Kelsey Publishes New Volume on Fieldwork at Tel Anafa
The Kelsey Museum is proud to announce publication of the fourth volume in the ongoing series of reports on fieldwork at Tel Anafa, Israel: Tel Anafa II, ii: Glass Vessels, Lamps, Objects of Metal, and Groundstone and Other Stone Tools and Vessels, edited by Andrea M. Berlin of Boston University and Sharon C. Herbert, U-M Professor of Classical Archaeology and Director of the Kelsey Museum.
Ten seasons of excavation at Tel Anafa (at the foot of the Golan Heights in the Upper Galilee of modern Israel) revealed the remains of a rich and remarkably well-preserved Hellenistic settlement showing great cultural and ethnic diversity. The richness of the finds, coupled with the clear chronological context and careful recording techniques employed by the excavators, have made Tel Anafa extremely valuable to all those interested in the Hellenistic world, providing a rare opportunity to study Greek culture in direct contact with Phoenician.
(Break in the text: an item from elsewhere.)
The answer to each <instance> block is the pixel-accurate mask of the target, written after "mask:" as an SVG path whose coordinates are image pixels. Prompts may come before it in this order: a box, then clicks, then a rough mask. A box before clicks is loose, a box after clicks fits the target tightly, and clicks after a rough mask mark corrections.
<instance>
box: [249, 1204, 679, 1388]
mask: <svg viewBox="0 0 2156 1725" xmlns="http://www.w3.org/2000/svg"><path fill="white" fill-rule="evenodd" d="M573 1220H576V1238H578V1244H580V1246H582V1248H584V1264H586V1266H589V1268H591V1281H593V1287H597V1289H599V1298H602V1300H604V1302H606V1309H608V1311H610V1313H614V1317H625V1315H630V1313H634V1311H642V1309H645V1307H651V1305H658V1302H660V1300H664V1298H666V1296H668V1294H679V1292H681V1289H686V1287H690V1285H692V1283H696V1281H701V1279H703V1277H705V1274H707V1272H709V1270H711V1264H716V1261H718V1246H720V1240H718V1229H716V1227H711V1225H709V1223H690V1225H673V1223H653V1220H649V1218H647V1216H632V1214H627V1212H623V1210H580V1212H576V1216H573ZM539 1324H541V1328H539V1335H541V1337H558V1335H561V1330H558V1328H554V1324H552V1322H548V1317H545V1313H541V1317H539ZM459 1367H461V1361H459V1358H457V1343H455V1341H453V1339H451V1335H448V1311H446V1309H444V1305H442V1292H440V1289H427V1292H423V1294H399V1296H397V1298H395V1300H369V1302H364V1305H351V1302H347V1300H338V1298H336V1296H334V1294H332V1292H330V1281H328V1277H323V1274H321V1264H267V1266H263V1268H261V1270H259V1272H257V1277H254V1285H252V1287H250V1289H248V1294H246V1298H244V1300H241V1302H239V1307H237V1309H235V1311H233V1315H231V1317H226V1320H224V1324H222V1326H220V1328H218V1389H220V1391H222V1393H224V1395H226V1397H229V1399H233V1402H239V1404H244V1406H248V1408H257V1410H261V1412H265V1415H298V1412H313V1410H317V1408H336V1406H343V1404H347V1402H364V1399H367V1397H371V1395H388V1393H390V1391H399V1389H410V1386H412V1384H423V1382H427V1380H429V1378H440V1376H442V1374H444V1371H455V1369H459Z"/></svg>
Indeed, for many bodies of Hellenistic material, Tel Anafa serves as a typological and chronological “type site,” presenting a broader and more closely dated range of material than ever before possible. This volume covers the glass from the excavation, including many expensive glass drinking vessels, as well as the lamps, metal objects, and stone tools and vessels.
A fifth and final volume of this comprehensive study will detail the Bronze and Iron Age pottery, Attic pottery, medieval pottery, jewelry, and equipment related to textile manufacture.